Unconditional Teaching start

Downscaling course prep tasks

Tyll Zybura, 14. Oktober 2019

When students don’t do my prep assignments, I teach them how to ‘downscale’ homework instead of not doing it at all. This leads to homework being done more consistently as it empowers students to consciously manage their resources and priorities.

In one of the literature classes I taught in 2016, I realised at some point that the session prep assignments during a busy phase of the semester became too much for many students so that fewer and fewer did them at all. As a result, class work stagnated because the written prep tasks I set are often preparation for plenary discussions.

So, I took some time at the beginning of the next session to talk about task management and prioritizing work. I stressed my conviction that not doing the course prep assignments is okay as long as it is not just an avoidance strategy but a professional choice and a conscious decision to allocate time away from seminar work and towards other activities (work, maybe, or course prep for other seminars, or time with friends and family, or self-care).

Along with this explanation of my stance toward student work, I introduced the notion of ‘downscaling’ homework, of intelligently scaling down a task to a level that is doable – instead of not doing it at all when doing it completely is impossible.

In the next session prep assignment, I asked students to write a review of a scholarly article, and added a guideline on how to downscale the task:

If the homework for next week looks like a lot of work, that’s because it is. If it is too much for you right now, that’s okay.

‘Downscale’ the homework incrementally: skip writing the review, but read the article (with pencil and marker to highlight aims, hypothesis and main arguments); if that’s a no-go, just read the article (without pencil and marker); still too much? read the introduction and the conclusion in full, then read every first and last sentence of each paragraph (if you do that with concentration, you’ll still get the gist of it).

If none of that goes, promise that you’re going to do something fun in the time you spend not-homeworking. Please come to class next week anyway and we’ll talk a bit more about task management, about how to prioritize work, and about the necessity to embrace middle ground and sometimes even mediocrity in order to make time for, you know, life.

Only five students actually wrote the review, but amazingly (to me), almost everyone had done the reading with marker and pencil; they did the assingment to a large extent, rather than not doing it at all.

The plenary discussions went great and during the following sessions more students consistently did the course prep assignment – completely or in only slightly downscaled form. And by seeing how students downscaled the tasks, I learned something about the amount of work that is doable for my class and when it becomes too much.

In effect, signalling to students that I don’t judge them (personally, morally) for being overwhelmed by homework tasks and, instead of berating them, teaching them strategies to reduce a given workload to manageable levels led to more homework being done instead of less!

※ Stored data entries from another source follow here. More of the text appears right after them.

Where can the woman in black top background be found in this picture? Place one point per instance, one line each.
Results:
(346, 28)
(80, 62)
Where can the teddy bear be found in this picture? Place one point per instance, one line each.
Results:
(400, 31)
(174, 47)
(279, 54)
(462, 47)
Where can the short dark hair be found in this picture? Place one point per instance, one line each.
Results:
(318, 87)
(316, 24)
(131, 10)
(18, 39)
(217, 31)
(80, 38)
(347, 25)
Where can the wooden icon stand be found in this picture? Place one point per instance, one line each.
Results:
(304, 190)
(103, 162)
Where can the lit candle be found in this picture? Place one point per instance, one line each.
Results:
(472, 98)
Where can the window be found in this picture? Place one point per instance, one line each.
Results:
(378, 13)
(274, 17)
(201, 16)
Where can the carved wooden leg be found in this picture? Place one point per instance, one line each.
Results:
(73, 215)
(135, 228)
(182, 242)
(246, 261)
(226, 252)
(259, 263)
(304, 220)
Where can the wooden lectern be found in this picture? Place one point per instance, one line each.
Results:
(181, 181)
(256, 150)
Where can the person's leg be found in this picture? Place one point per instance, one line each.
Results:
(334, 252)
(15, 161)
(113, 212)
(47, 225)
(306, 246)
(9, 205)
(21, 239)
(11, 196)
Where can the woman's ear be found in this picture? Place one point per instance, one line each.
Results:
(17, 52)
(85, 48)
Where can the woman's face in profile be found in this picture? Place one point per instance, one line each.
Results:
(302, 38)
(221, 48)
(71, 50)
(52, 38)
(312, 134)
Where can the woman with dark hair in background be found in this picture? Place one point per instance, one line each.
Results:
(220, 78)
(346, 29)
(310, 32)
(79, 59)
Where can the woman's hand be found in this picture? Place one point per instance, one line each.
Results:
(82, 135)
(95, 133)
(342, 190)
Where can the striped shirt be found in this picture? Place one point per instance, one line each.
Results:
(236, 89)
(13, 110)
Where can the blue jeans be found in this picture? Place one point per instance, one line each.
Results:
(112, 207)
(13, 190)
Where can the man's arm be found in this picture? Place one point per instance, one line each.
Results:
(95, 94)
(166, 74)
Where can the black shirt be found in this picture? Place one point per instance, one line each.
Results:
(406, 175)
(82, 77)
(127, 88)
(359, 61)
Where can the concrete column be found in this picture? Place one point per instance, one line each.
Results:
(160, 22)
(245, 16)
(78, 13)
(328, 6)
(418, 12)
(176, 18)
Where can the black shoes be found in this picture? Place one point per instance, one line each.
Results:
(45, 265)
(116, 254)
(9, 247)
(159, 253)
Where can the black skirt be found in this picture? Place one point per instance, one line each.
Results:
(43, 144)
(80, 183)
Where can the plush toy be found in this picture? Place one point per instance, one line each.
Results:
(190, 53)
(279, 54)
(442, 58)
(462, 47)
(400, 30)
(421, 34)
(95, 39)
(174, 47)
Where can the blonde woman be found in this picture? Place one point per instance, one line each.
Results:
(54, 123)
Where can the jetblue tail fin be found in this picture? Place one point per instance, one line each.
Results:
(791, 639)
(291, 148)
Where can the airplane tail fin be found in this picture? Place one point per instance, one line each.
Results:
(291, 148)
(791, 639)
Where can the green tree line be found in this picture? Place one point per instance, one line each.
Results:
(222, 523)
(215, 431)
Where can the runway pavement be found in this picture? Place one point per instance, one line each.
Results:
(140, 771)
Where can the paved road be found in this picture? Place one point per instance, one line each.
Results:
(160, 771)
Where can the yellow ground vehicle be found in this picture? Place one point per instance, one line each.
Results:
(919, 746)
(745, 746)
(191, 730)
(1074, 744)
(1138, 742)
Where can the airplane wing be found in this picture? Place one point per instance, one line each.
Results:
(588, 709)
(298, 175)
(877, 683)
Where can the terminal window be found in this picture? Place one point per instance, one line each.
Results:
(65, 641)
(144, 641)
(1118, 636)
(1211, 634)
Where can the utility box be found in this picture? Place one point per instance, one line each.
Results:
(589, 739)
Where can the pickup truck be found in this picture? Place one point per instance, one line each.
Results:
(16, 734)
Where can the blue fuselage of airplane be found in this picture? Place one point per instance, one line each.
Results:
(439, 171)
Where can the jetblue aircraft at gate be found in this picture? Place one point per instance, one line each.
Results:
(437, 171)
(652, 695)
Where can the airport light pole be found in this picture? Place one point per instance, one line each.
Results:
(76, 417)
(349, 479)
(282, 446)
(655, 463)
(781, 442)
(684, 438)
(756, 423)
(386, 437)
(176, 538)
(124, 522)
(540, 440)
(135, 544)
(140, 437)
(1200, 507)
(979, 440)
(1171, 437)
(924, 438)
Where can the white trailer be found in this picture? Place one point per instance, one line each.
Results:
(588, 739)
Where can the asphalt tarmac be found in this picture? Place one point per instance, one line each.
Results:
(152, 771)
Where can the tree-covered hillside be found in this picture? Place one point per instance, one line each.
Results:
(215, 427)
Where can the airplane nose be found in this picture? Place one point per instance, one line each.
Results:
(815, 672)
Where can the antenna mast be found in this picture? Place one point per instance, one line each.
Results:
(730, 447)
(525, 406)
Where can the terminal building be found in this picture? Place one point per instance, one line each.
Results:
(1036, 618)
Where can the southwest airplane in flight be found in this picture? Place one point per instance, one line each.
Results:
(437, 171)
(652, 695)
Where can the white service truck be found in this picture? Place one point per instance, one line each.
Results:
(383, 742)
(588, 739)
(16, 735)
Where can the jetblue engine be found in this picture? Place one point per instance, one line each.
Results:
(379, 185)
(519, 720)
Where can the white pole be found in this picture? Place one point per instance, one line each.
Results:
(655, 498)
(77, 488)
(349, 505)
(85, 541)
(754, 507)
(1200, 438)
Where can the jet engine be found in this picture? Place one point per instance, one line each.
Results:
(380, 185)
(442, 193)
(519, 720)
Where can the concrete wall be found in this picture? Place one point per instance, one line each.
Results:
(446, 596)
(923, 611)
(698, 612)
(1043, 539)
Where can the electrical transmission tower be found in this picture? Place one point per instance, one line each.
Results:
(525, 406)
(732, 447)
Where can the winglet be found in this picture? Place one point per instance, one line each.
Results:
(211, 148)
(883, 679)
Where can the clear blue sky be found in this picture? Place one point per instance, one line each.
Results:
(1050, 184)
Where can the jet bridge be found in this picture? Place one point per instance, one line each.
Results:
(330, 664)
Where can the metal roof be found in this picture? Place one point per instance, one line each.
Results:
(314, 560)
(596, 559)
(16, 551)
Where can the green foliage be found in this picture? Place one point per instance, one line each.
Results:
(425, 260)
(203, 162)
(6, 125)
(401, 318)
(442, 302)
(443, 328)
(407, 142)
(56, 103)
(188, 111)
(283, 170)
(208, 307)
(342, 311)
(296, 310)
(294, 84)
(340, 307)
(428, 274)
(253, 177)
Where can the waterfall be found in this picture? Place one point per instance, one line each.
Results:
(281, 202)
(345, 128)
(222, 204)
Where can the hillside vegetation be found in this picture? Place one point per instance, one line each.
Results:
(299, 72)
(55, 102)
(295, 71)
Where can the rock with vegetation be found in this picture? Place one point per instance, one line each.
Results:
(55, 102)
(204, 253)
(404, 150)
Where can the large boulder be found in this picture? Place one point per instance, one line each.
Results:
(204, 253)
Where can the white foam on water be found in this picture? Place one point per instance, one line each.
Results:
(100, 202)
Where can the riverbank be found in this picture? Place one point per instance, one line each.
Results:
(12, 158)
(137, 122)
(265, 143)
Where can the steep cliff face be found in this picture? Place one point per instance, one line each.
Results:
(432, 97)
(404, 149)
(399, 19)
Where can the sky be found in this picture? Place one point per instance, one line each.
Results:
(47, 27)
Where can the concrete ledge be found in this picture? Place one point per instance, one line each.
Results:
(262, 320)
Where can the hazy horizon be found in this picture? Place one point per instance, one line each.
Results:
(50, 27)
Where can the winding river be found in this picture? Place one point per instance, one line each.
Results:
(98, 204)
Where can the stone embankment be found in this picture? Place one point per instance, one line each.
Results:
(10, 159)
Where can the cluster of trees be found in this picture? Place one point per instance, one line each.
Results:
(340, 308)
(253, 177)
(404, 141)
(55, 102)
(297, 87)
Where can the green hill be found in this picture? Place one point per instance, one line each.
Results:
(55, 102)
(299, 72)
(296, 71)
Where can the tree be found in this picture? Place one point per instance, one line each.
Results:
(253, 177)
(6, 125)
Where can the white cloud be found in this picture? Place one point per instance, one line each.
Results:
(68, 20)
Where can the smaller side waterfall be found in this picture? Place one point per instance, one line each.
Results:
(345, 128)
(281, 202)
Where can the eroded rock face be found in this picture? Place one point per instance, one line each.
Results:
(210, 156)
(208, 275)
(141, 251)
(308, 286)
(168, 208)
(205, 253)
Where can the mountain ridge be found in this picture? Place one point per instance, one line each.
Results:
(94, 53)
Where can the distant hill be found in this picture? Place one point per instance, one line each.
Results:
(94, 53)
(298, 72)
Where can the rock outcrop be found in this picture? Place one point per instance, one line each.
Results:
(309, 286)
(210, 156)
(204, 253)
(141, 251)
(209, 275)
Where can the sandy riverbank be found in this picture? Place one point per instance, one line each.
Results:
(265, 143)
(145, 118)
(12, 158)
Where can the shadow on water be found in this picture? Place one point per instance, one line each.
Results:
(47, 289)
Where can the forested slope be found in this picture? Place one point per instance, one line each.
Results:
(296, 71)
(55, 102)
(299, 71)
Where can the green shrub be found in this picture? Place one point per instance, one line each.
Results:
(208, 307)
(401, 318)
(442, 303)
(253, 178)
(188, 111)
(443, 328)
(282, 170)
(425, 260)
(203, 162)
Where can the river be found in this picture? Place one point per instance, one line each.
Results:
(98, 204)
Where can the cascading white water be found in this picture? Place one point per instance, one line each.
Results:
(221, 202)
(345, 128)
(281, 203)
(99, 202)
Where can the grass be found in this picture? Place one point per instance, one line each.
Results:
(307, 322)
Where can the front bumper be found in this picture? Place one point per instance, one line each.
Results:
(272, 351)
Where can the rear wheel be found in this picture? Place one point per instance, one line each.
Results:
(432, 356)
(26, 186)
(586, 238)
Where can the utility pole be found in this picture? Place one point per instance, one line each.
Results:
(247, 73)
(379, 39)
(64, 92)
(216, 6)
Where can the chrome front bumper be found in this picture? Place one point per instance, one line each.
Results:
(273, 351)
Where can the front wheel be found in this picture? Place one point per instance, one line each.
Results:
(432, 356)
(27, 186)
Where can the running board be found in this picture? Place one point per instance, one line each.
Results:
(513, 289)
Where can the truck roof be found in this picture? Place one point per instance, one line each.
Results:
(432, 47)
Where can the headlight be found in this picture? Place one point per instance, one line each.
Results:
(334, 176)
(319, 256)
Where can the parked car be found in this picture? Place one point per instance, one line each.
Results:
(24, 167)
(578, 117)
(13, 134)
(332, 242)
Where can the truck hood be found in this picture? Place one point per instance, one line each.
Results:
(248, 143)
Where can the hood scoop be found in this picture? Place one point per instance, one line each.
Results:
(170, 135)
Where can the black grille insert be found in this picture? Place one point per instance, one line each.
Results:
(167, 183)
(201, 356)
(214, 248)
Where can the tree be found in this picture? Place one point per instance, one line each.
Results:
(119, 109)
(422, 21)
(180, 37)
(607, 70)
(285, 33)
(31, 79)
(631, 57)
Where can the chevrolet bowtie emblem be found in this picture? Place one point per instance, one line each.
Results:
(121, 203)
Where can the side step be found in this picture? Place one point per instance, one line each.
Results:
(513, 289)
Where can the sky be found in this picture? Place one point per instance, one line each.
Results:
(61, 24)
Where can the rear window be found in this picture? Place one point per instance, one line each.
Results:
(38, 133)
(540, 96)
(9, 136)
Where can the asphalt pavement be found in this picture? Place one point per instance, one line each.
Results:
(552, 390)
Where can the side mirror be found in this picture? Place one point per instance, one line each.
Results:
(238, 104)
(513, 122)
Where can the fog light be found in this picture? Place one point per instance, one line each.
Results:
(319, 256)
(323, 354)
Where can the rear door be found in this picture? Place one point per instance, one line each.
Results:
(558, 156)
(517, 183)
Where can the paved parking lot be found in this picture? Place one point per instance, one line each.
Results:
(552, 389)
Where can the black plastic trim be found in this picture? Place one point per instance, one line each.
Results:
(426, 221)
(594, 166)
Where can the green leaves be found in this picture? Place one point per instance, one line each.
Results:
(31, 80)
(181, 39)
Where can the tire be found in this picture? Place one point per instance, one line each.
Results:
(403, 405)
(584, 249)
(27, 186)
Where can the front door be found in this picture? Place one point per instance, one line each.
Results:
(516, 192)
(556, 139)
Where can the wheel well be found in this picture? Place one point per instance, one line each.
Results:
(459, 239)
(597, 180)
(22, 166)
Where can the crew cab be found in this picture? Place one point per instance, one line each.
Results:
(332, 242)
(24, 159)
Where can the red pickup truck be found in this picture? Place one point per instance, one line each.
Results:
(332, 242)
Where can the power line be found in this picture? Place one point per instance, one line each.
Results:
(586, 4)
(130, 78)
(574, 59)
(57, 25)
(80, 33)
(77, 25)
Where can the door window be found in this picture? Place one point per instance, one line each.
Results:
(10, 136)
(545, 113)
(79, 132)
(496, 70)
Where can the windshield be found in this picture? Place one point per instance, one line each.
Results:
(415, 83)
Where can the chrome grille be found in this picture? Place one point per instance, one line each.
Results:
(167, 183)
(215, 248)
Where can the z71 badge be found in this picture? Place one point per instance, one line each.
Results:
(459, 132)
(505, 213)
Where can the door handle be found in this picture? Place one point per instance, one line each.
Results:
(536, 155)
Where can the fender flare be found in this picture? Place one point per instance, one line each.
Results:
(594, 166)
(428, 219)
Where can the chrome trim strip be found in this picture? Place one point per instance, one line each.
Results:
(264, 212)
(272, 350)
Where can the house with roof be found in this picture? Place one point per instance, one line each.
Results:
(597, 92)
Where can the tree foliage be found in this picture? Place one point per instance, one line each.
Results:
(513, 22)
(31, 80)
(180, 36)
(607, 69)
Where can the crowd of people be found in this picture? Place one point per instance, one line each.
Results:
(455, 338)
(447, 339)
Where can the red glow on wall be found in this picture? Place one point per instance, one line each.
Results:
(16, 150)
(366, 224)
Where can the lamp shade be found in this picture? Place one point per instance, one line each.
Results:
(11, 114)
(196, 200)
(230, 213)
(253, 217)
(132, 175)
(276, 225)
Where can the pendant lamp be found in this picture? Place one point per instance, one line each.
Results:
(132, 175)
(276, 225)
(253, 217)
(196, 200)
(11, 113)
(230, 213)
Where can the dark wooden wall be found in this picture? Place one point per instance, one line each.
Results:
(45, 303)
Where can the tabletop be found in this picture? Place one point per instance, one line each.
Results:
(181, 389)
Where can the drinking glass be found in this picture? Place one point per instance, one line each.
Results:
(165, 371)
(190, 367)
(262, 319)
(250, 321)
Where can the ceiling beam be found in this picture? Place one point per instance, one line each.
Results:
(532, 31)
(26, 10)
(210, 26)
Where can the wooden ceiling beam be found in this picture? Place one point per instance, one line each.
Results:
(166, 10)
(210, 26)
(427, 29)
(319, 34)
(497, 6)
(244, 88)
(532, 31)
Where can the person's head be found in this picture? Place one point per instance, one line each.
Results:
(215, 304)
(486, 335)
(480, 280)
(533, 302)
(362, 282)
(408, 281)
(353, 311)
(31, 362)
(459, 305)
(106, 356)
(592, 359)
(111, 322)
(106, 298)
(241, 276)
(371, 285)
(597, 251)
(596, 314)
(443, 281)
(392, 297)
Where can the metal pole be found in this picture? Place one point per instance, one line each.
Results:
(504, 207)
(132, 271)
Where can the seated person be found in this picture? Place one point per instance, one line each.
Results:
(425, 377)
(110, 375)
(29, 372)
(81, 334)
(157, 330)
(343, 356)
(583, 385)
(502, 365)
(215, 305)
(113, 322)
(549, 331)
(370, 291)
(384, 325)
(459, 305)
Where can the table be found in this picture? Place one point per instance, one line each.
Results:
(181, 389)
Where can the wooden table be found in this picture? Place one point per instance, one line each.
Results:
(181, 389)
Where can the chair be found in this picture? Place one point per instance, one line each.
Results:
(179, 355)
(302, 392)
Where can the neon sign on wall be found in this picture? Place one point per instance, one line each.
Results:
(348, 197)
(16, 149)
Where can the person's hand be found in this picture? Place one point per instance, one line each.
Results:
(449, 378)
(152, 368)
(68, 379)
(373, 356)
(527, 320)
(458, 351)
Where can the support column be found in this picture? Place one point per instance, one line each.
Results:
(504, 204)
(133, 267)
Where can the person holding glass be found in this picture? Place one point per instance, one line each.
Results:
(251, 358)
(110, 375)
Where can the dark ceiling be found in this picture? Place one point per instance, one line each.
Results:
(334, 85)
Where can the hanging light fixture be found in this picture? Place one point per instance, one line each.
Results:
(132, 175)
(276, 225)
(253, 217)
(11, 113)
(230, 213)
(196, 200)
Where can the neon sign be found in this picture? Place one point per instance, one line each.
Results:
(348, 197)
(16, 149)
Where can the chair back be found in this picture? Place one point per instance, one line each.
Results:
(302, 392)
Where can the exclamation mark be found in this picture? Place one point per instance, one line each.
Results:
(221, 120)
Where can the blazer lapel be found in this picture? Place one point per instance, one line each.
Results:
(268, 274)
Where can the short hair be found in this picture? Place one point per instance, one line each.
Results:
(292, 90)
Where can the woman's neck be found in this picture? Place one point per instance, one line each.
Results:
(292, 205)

To me, this shows again the advantages of an empathetic teaching practice which acknowledges the difficulties of student life and communicates strategies for effective task management. Importantly, the aim here was not to improve the students’ performance, but to make them conscious of their resources, the individual limits of these resources, and the choices they have in allocating them.

I do realize the problems inherent in the fact that this rhetoric sounds similar to neoliberal self-optimization rhetoric designed to enable people to cope with stress so that they can ‘function’ under even more stress. This is why I explicitly shift the focus away from management strategies with the purpose of facilitating higher performance and towards management strategies with the purpose of facilitating self-awareness and empowering students to prioritize time for self-care.

I completely and gladly accept if this means that students occasionally do the prep they do for my seminars in less depth or only in part – they also do them with less anxiety and more confidence.